A esse histórico, devo dizer, soma-se também o meu. Como uma bicha pobre, nasci e cresci nas periferias de João Pessoa. Meu pai jamais chegou a ganhar algo perto de dois salários mínimos durante toda sua vida laboral, ainda que desse tempo todo, quase 30 anos de sua vida tenham sido dedicados a uma única empresa. Minha mãe, por sua vez, alternou entre faxineira e empregada doméstica. Um dos lugares onde trabalhou, um hospital fundado na década de 1970, foi à falência em 2012 e ela nunca teve seus direitos pagos.
Dinheiro é parte dos mecanismos de garantia das condições materiais básicas de sobrevivência, e não pode ser ignorado na compreensão das relações entre sexo-gênero diversos, lugar e projetos de mundo. Ele faz parte da minha biografia, das pessoas com quem convivi e da sua também.
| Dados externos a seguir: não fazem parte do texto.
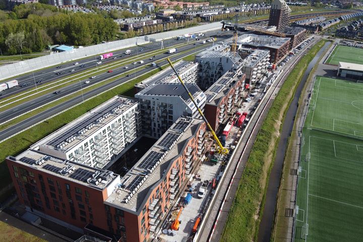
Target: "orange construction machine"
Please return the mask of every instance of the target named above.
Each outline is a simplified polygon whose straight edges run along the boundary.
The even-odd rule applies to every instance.
[[[175,220],[173,222],[173,223],[171,224],[171,229],[173,230],[179,230],[179,225],[180,224],[179,222],[179,217],[180,217],[180,215],[182,213],[182,210],[183,210],[183,207],[180,207],[180,209],[179,210],[179,213],[178,213],[178,216],[176,216]]]

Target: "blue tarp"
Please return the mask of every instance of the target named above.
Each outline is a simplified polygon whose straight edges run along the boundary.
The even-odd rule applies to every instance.
[[[73,49],[73,46],[69,46],[68,45],[65,45],[64,44],[63,44],[62,45],[59,45],[58,47],[56,47],[54,48],[54,50],[56,51],[67,51],[68,50],[72,50]]]
[[[190,202],[191,200],[192,200],[192,194],[190,193],[188,193],[188,195],[187,195],[187,197],[186,197],[185,199],[184,199],[184,203],[187,204],[189,204],[189,203]]]

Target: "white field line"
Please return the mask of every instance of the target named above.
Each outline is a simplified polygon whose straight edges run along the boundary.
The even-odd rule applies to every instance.
[[[179,44],[175,45],[174,45],[174,46],[173,45],[172,46],[173,46],[173,47],[180,47],[180,46],[184,46],[184,45],[188,45],[188,43]],[[145,58],[145,57],[149,57],[150,55],[151,55],[154,54],[155,54],[156,53],[158,53],[158,52],[162,52],[163,51],[165,51],[165,49],[162,49],[162,50],[154,50],[154,51],[152,51],[152,52],[150,52],[150,53],[148,53],[147,55],[143,55],[143,56],[141,56],[141,55],[140,55],[140,56],[141,56],[141,57],[138,57],[138,56],[136,58],[135,58],[135,57],[134,57],[134,56],[133,56],[132,57],[130,57],[130,58],[126,58],[126,59],[122,59],[122,60],[117,60],[117,61],[116,61],[116,62],[112,62],[112,63],[110,63],[110,64],[109,64],[104,65],[102,65],[102,66],[100,66],[99,68],[97,68],[97,67],[96,67],[96,69],[97,69],[97,70],[96,70],[96,71],[94,71],[94,70],[95,70],[95,69],[94,69],[94,68],[93,68],[93,69],[92,69],[89,70],[88,70],[88,71],[85,71],[85,72],[81,72],[81,73],[78,73],[78,74],[75,74],[74,76],[71,76],[71,77],[66,77],[66,78],[64,78],[64,79],[63,79],[59,80],[58,80],[58,81],[55,81],[55,82],[52,82],[50,83],[48,83],[48,84],[46,84],[46,85],[44,85],[44,86],[42,86],[41,87],[40,87],[40,88],[43,88],[46,87],[47,87],[47,86],[48,86],[52,85],[53,85],[53,84],[55,84],[55,83],[58,83],[58,82],[62,82],[62,81],[65,81],[65,80],[68,80],[68,79],[70,79],[70,78],[74,78],[74,79],[72,79],[72,80],[70,80],[70,81],[68,81],[68,82],[63,82],[63,83],[61,83],[61,84],[59,84],[57,85],[53,86],[52,86],[52,87],[50,87],[50,88],[47,88],[47,89],[43,89],[43,90],[40,90],[40,91],[37,91],[37,92],[35,92],[35,93],[34,93],[30,94],[30,95],[27,95],[27,96],[24,97],[22,97],[22,98],[19,98],[19,97],[20,97],[20,96],[21,96],[26,95],[26,94],[28,94],[28,93],[31,93],[31,92],[34,92],[34,91],[36,91],[36,89],[32,89],[32,90],[31,90],[26,91],[26,92],[24,92],[24,93],[22,93],[21,94],[19,94],[19,95],[17,95],[17,96],[14,96],[14,97],[10,97],[10,98],[8,98],[8,99],[6,99],[6,100],[3,100],[3,101],[0,101],[0,104],[1,104],[1,103],[4,103],[4,102],[7,102],[7,101],[9,101],[9,100],[11,100],[11,99],[12,99],[17,98],[17,100],[16,100],[15,101],[12,101],[12,102],[10,102],[8,103],[6,103],[6,104],[3,105],[2,106],[0,106],[0,108],[3,107],[4,107],[4,106],[7,106],[7,105],[9,105],[9,104],[11,104],[11,103],[14,103],[14,102],[17,102],[17,101],[19,101],[19,100],[24,99],[25,99],[25,98],[27,98],[29,97],[29,96],[33,96],[33,95],[35,95],[35,94],[36,94],[39,93],[39,92],[44,92],[44,91],[47,91],[47,90],[49,90],[50,89],[51,89],[51,88],[56,87],[57,87],[57,86],[59,86],[60,85],[63,85],[63,84],[66,84],[66,83],[68,83],[68,82],[72,82],[72,81],[73,81],[76,80],[77,80],[77,79],[79,79],[79,78],[84,78],[85,77],[84,77],[85,75],[92,75],[92,74],[93,74],[94,73],[97,73],[97,72],[103,71],[103,70],[106,70],[106,69],[108,69],[108,68],[110,68],[114,67],[115,67],[115,66],[119,66],[119,65],[121,65],[121,64],[122,64],[122,63],[121,63],[122,62],[127,62],[132,61],[132,60],[139,60],[139,59],[141,59],[141,58],[144,59],[144,58]],[[96,59],[93,60],[92,62],[94,62],[94,61],[95,61],[95,60],[96,60]],[[130,64],[131,64],[131,63],[130,63]],[[130,64],[127,64],[127,65],[130,65]],[[102,65],[102,64],[100,64],[100,65]],[[100,70],[98,70],[98,68],[99,68]],[[86,74],[86,73],[89,73],[89,72],[92,72],[92,73],[88,73],[88,74]],[[80,77],[77,77],[77,76],[81,76]]]
[[[317,101],[318,100],[318,95],[319,94],[319,87],[320,87],[320,81],[321,81],[321,78],[319,78],[319,85],[318,86],[318,91],[317,91],[317,94],[316,94],[316,97],[315,98],[315,101],[314,102],[314,106],[316,107],[316,103]],[[313,110],[313,115],[312,116],[312,120],[310,123],[310,126],[313,126],[313,120],[314,119],[314,114],[315,112],[315,108],[314,108],[314,110]]]
[[[360,206],[354,205],[353,205],[353,204],[349,204],[349,203],[344,203],[344,202],[340,202],[340,201],[339,201],[334,200],[334,199],[329,199],[329,198],[324,198],[324,197],[321,197],[321,196],[320,196],[315,195],[314,195],[314,194],[308,194],[308,195],[309,196],[313,196],[313,197],[317,197],[317,198],[321,198],[321,199],[325,199],[325,200],[326,200],[331,201],[332,202],[336,202],[336,203],[340,203],[340,204],[344,204],[344,205],[345,205],[351,206],[352,206],[352,207],[356,207],[356,208],[362,208],[362,209],[363,209],[363,207],[360,207]]]
[[[197,51],[197,52],[198,52],[198,51]],[[193,53],[192,53],[192,54],[193,54]],[[183,58],[184,58],[184,57],[186,57],[186,56],[184,56],[184,57],[182,57],[179,58],[175,60],[174,62],[176,62],[176,61],[179,60],[180,60],[180,59],[183,59]],[[165,66],[166,66],[166,65],[165,65]],[[144,73],[143,75],[145,75],[145,74],[147,74],[147,73],[149,73],[149,72],[151,72],[151,71],[153,71],[153,70],[150,70],[149,72],[146,72],[146,73]],[[127,83],[128,82],[132,81],[133,80],[135,79],[135,78],[137,78],[137,77],[135,77],[135,78],[132,78],[132,79],[130,79],[130,80],[128,80],[128,81],[126,81],[126,82],[123,82],[123,83],[120,83],[119,84],[118,84],[118,85],[116,85],[116,86],[115,86],[112,87],[111,87],[111,88],[109,88],[109,89],[107,89],[107,90],[105,90],[103,91],[103,92],[100,92],[100,93],[98,93],[98,94],[96,94],[96,95],[95,95],[92,96],[92,97],[89,97],[89,98],[87,98],[87,99],[85,99],[84,101],[85,101],[85,101],[88,101],[88,100],[90,100],[90,99],[91,99],[92,98],[93,98],[94,97],[96,97],[96,96],[99,96],[99,95],[101,95],[101,94],[102,94],[106,92],[108,92],[108,91],[109,91],[109,90],[112,90],[112,89],[113,89],[113,88],[115,88],[117,87],[118,87],[118,86],[120,86],[120,85],[124,85],[124,84],[126,84],[126,83]],[[11,138],[12,138],[12,137],[14,137],[14,136],[15,136],[16,135],[18,135],[19,134],[20,134],[21,133],[25,131],[26,130],[27,130],[30,129],[31,128],[32,128],[32,127],[35,126],[36,125],[38,125],[38,124],[40,124],[40,123],[42,123],[42,122],[44,122],[44,121],[46,121],[46,120],[48,120],[48,119],[50,119],[50,118],[52,118],[52,117],[54,117],[54,116],[56,116],[56,115],[58,115],[58,114],[60,114],[60,113],[63,113],[63,112],[65,112],[66,111],[70,109],[71,108],[73,108],[73,107],[76,107],[76,106],[80,105],[80,104],[82,103],[83,102],[83,101],[82,101],[82,102],[79,102],[78,103],[77,103],[77,104],[75,104],[75,105],[73,105],[73,106],[69,107],[68,108],[66,108],[66,109],[63,110],[62,110],[62,111],[59,111],[59,112],[57,112],[56,113],[55,113],[55,114],[54,114],[53,115],[51,115],[51,116],[48,116],[48,117],[47,117],[47,118],[44,118],[44,119],[43,119],[39,121],[39,122],[37,122],[37,123],[34,124],[33,125],[31,125],[31,126],[29,126],[29,127],[26,127],[26,128],[23,129],[23,130],[20,131],[19,132],[17,132],[16,133],[15,133],[15,134],[13,134],[13,135],[11,135],[11,136],[9,136],[9,137],[7,137],[6,138],[3,139],[3,140],[1,140],[1,141],[0,141],[0,143],[3,143],[3,142],[4,142],[4,141],[6,141],[6,140],[10,139]],[[8,128],[7,128],[7,129],[10,129],[10,128],[11,128],[12,127],[12,126],[11,126],[10,127],[8,127]],[[10,132],[10,131],[9,131],[9,132]],[[7,133],[5,133],[5,134],[7,134]]]
[[[296,221],[299,221],[300,222],[302,222],[304,223],[304,218],[305,217],[305,210],[304,210],[304,209],[300,209],[299,208],[298,209],[298,210],[297,210],[297,211],[300,211],[300,210],[302,211],[302,221],[299,220],[297,219],[297,218],[296,218]]]

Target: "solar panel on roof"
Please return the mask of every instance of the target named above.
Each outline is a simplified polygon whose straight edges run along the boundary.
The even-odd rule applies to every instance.
[[[74,172],[69,176],[70,178],[72,178],[80,182],[85,183],[87,182],[87,180],[92,176],[94,172],[83,169],[82,168],[79,168],[77,170],[75,170]]]
[[[175,142],[180,136],[180,134],[172,134],[168,133],[156,145],[164,147],[167,150],[169,150],[170,147],[174,145]]]
[[[79,131],[83,129],[86,129],[86,127],[89,125],[96,123],[96,121],[99,119],[99,118],[102,118],[104,115],[107,113],[110,113],[114,108],[117,108],[119,105],[124,104],[125,104],[125,101],[123,100],[115,100],[107,105],[107,106],[97,111],[87,118],[83,120],[77,125],[72,126],[65,132],[56,136],[54,139],[48,142],[47,144],[54,147],[56,147],[57,146],[71,137],[78,136]]]
[[[190,123],[187,122],[184,120],[180,120],[177,122],[174,127],[172,128],[173,130],[177,130],[181,132],[184,132],[189,126]]]
[[[151,170],[151,168],[160,160],[161,157],[164,155],[162,153],[151,151],[143,160],[138,166],[139,168],[146,170]]]
[[[127,187],[126,187],[126,189],[129,189],[130,191],[133,191],[136,187],[140,184],[144,176],[137,175]]]
[[[29,157],[22,157],[19,159],[19,160],[24,163],[26,163],[27,164],[29,164],[29,165],[33,165],[35,164],[35,162],[36,162],[36,160]]]
[[[210,89],[210,91],[213,92],[215,92],[216,93],[219,93],[219,92],[222,91],[222,89],[223,89],[223,86],[216,85],[212,87],[212,88]]]
[[[214,97],[215,97],[216,94],[206,94],[206,98],[207,100],[207,102],[210,102],[212,101],[213,98],[214,98]]]
[[[56,166],[50,165],[49,164],[47,164],[46,165],[43,166],[43,169],[45,169],[47,170],[49,170],[49,171],[51,171],[54,173],[59,173],[59,171],[62,170],[60,168],[57,167]]]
Contudo, fazer uma leitura de como a imagem da abundância nos compele a uma moralidade burguesa não é simples. O capitalismo organiza e naturaliza tanto de nossas existências, e nem sempre é fácil entender como ele se ramifica em camadas tão complexas.
O texto de Hollibaugh foi escrito e publicado em junho de 2000. Naquele momento, seria pouco provável antecipar algumas características fundamentais do mundo contemporâneo: o acirramento das tensões entre oriente e ocidente, tanto em termos culturais quanto econômicos; a crise de 2008; o avanço de grupos extremistas; a instabilidade de direitos de pessoas queers; a persistência da violência de Estado contra grupos minoritários, entre outras tantas; a presença e força de redes sociais e da internet na construção da política institucional.
Felizmente, há também pontos de invisibilidade no texto que expõem a possibilidade de futuros melhores: as redes de aliança entre grupos oprimidos pelas violências que estruturam a sociedade Ocidental e, ao menos em alguns países, a presença de pessoas trans nos espaços institucionais e órgãos de governo.
Apesar desse cenário animador, cabe ainda pensar sobre a precariedade e as formas de garantia da vida material em um contexto global cada vez mais complexo. As tecnologias e a maior representatividade simbólica que temos em espaços de mídia também oferece uma perspectiva moral que constrange o fracasso. Afinal, de que serve o viado sem grana? De que serve a travesti que não pode bancar seus namorados? A partir de um repertório cultural condizente com sua época, “Queers without money” antecipa algumas dessas questões e oferece um universo de referência que nos interessa em termos de inventar uma política bicha.